Portugal is a founding member of the North Atlantic Treaty Organization (NATO) so any attack on the sea-trading European nation invites a response from military forces of all other NATO member countries.
The war began with Hamas’s unprecedented October 7 attack inside Israel that resulted in the deaths of 1,170 people, mostly civilians. Israel’s brutal retaliatory offensive has killed almost 35,000 people in Gaza, mostly women and children, in a manner that some have described as a genocide.
As ceasefire talks aiming to pause the six-month-old Israel-Hamas war dragged on, fears that Iran could launch an attack on the Jewish state spurred France to recommend its citizens avoid the region.
Iran’s state-run IRNA news agency reported that the Special Naval Force of the Islamic Revolution Guards Corps (IRGC) had boarded the Portuguese-flagged MSC Aries, via helicopter and taken it into Iranian waters.
The Mediterranean Shipping Company, MSC, confirmed that the MSC Aries vessel was “boarded by Iranian authorities via helicopter” as the ship passed the Strait of Hormuz and was diverted toward Iran.
The ship has 25 crew onboard, said Giles Read, MSC Global Head of Communications. “We are working closely with the relevant authorities to ensure their well-being and safe return of the vessel.”
MSC said it had chartered the MSC Aries and that the vessel was owned by Gortal Shipping Inc, which “is affiliated to” Zodiac Maritime.
President Joe Biden said Iran is “threatening to launch a significant attack on Israel,” and pledged “ironclad” support for Washington’s top regional ally despite diplomatic tensions and domestic political blowback over Israel’s military conduct in Gaza.
Supreme Leader of the Islamic Revolution Ayatollah Seyyed Ali Khamenei said that Israel made the mistake of attacking the Iranian diplomatic mission in Syria, stressing that “Consulates and embassies of any country are regarded as the soil of that country.

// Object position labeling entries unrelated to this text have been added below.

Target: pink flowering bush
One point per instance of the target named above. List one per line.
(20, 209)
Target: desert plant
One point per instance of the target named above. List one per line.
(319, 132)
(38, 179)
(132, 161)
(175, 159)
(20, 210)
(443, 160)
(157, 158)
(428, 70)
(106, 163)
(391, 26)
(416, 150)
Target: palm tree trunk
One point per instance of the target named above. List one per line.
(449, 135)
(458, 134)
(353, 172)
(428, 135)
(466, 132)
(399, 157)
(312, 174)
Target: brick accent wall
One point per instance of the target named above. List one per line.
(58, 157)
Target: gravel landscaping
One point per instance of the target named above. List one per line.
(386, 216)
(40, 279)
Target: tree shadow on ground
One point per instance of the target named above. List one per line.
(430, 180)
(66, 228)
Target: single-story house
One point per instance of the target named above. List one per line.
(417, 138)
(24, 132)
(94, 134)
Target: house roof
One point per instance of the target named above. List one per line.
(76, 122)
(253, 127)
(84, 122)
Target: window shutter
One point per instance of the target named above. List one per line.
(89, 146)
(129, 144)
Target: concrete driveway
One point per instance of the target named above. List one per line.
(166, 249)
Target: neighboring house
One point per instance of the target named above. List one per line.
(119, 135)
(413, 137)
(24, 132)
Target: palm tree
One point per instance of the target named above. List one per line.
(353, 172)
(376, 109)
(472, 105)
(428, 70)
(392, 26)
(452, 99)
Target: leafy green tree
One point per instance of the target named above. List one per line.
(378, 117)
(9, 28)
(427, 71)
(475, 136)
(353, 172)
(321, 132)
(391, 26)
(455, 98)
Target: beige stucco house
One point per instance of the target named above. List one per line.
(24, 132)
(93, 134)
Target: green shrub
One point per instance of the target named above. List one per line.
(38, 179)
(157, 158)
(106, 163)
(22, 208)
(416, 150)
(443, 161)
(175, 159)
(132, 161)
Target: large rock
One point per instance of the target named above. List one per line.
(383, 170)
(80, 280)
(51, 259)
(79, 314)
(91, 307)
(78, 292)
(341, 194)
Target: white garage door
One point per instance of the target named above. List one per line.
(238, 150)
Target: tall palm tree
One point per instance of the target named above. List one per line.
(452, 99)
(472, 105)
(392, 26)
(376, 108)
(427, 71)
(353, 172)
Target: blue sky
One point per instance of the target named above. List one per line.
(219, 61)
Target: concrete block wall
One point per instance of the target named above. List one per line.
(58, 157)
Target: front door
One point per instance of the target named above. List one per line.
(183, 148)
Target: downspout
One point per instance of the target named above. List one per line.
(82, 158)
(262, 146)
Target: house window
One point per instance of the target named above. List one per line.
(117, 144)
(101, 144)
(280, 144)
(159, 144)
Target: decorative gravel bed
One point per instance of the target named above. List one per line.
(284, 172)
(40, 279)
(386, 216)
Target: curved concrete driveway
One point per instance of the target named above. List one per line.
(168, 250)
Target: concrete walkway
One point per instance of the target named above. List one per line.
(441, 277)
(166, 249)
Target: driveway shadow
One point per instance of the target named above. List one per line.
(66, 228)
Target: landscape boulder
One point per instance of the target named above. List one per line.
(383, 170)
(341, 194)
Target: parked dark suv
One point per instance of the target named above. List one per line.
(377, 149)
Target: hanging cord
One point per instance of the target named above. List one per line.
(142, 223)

When they attack our consulate, it means that they have attacked our soil.”
Of the 16 individuals killed in the attack, seven were from the IRGC, including two of its top leaders, Brigadier General Mohammad Reza Zahedi and Deputy General Mohammad Hadi Hajriahimi. This is similar to the U.S. strike in Iraq in 2017 that resulted in the death of Qasem Soleimani who was head of Quds Force at the time.

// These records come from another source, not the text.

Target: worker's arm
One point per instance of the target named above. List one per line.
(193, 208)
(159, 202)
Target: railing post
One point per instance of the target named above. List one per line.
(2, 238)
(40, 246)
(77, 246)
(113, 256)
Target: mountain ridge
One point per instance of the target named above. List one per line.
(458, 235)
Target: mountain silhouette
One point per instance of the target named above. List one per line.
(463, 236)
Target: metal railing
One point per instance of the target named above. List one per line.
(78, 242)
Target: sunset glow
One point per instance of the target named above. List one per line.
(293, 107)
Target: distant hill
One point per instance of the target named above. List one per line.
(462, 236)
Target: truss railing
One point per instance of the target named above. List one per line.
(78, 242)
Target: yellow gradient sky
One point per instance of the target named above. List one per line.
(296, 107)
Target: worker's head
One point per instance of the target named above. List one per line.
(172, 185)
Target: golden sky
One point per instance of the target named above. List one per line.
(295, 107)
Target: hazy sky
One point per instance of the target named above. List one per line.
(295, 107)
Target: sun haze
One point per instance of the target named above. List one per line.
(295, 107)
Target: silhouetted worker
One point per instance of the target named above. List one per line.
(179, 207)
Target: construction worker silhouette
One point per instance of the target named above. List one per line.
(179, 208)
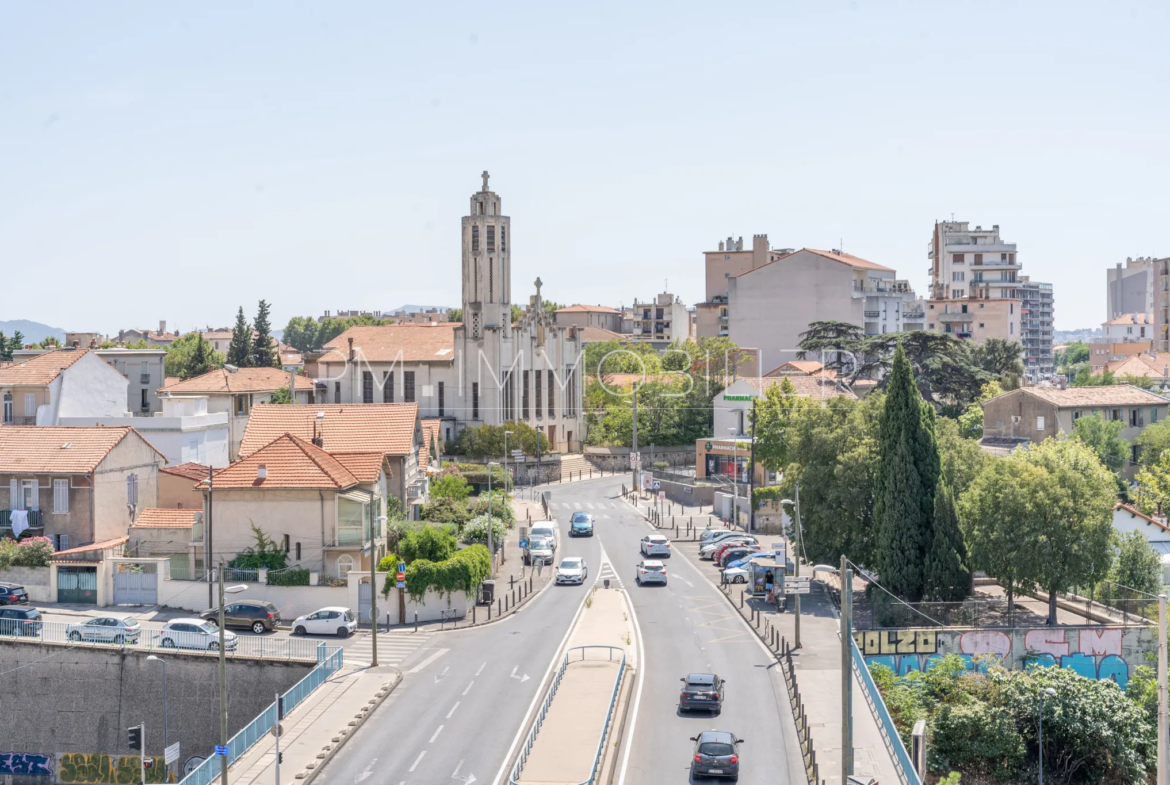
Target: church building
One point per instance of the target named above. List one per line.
(482, 370)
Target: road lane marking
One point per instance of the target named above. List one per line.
(431, 659)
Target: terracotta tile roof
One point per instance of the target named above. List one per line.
(42, 449)
(1088, 397)
(241, 380)
(157, 517)
(188, 470)
(407, 343)
(290, 462)
(386, 428)
(42, 369)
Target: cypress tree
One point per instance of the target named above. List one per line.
(239, 351)
(263, 352)
(947, 577)
(908, 468)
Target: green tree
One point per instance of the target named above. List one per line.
(908, 469)
(947, 577)
(1102, 436)
(239, 351)
(263, 345)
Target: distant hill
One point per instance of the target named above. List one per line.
(34, 331)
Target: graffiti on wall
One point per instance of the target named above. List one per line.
(103, 769)
(25, 763)
(1092, 652)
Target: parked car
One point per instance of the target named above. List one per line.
(114, 628)
(250, 614)
(651, 572)
(13, 594)
(20, 621)
(580, 524)
(716, 755)
(703, 691)
(655, 545)
(199, 634)
(327, 621)
(572, 570)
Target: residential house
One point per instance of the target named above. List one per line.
(77, 486)
(1032, 414)
(45, 387)
(235, 391)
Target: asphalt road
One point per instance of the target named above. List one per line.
(465, 700)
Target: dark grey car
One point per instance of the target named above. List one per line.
(716, 755)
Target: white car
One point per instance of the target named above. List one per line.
(572, 570)
(655, 545)
(194, 634)
(327, 621)
(651, 571)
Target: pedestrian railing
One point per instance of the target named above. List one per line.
(64, 633)
(546, 704)
(330, 660)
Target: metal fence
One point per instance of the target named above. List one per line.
(267, 647)
(330, 660)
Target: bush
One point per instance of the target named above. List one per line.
(476, 530)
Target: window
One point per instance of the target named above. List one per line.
(60, 496)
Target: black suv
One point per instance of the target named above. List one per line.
(250, 614)
(20, 621)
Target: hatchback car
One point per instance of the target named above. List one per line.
(116, 628)
(655, 545)
(20, 621)
(327, 621)
(651, 571)
(580, 525)
(702, 691)
(13, 594)
(195, 634)
(572, 570)
(716, 755)
(249, 614)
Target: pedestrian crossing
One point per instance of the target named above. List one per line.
(393, 648)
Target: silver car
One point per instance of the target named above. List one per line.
(116, 628)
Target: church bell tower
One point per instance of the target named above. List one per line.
(487, 266)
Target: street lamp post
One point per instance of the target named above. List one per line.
(1050, 693)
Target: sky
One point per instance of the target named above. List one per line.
(178, 160)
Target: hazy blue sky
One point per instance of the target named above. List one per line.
(174, 160)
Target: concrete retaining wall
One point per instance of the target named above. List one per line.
(69, 702)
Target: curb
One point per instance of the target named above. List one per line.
(309, 773)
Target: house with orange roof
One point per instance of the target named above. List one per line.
(75, 486)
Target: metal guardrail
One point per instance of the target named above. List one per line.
(64, 633)
(518, 766)
(330, 660)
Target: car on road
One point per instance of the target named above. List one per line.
(249, 614)
(716, 755)
(13, 594)
(655, 545)
(572, 570)
(702, 691)
(335, 620)
(199, 634)
(20, 621)
(580, 524)
(651, 571)
(538, 549)
(111, 628)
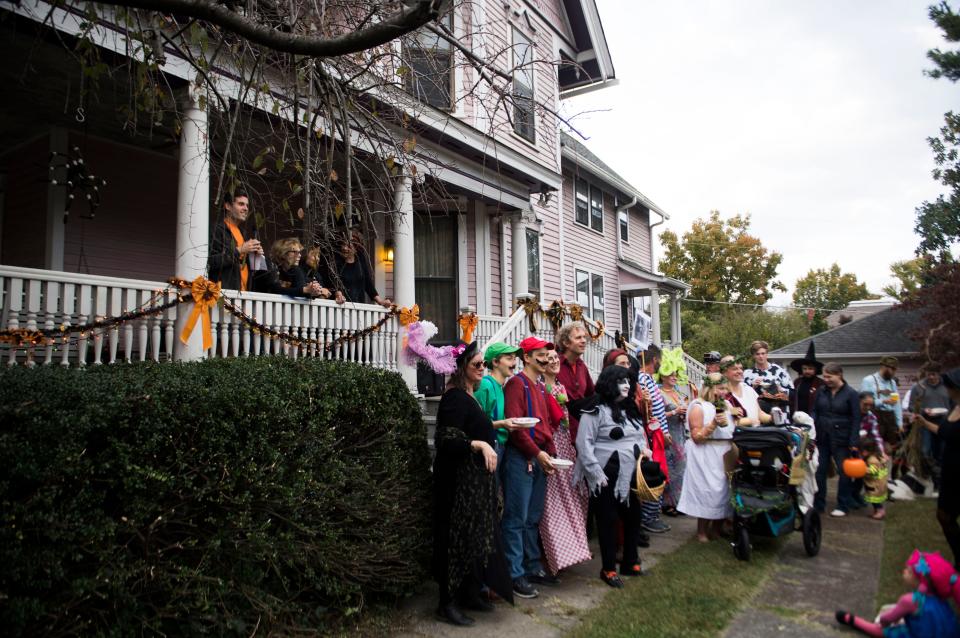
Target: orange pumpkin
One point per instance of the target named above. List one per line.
(855, 468)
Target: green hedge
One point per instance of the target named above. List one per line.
(207, 498)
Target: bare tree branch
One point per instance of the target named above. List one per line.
(313, 46)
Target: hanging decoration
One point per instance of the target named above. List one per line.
(441, 359)
(79, 182)
(468, 323)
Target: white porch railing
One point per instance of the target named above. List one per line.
(45, 299)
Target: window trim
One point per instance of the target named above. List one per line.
(531, 44)
(590, 311)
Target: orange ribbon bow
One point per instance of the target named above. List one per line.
(205, 295)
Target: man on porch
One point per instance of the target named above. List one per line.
(227, 261)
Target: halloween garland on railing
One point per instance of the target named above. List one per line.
(205, 294)
(556, 314)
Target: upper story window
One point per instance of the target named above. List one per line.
(523, 102)
(589, 205)
(429, 62)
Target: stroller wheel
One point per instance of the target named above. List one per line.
(811, 532)
(741, 542)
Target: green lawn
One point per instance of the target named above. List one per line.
(909, 525)
(705, 581)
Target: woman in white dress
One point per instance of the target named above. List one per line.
(706, 491)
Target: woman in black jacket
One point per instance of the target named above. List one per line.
(836, 412)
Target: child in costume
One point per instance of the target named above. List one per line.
(875, 482)
(925, 611)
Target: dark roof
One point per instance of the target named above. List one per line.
(883, 332)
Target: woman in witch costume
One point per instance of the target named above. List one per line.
(467, 550)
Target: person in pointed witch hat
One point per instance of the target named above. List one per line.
(805, 385)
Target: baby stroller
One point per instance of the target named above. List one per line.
(764, 487)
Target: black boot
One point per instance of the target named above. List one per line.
(451, 613)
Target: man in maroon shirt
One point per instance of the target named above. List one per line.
(527, 461)
(573, 375)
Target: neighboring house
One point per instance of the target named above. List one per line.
(583, 233)
(858, 310)
(858, 346)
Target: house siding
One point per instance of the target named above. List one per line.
(25, 204)
(133, 234)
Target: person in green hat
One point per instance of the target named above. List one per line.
(501, 362)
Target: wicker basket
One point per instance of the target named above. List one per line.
(645, 493)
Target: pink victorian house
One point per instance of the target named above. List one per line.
(526, 209)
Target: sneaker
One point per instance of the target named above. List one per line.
(611, 579)
(656, 526)
(523, 589)
(542, 577)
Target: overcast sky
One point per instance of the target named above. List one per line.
(810, 116)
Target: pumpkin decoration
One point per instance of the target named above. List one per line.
(855, 468)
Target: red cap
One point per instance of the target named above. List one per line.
(530, 344)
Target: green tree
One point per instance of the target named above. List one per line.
(722, 261)
(938, 222)
(826, 290)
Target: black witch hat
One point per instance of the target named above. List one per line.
(809, 360)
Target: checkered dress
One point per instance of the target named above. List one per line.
(563, 526)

The strike on the consulate was intended to signal that there are consequences to Iranian support of groups like Hamas or Hezbollah or putting pressure on negotiators working on a cease-fire and hostage release in Gaza.
Auburn University faculty Peter White and Matt Clary recently said that, despite the heightened animosity between the two nations and the CIA’s belief it could lead to an Iranian retaliation, a larger war backed by major powers like the United States, Russia, and China is unlikely.
NATO and the United States support the opposite side of the conflict than China and Russia, and there is a bizarre assumption that Iran does want this to escalate into a full-scale conflict with Israel that would almost certainly draw in the United States.
Almost nobody ever wants a war, but when it arrives on one’s doorstep nobody wants to lose one.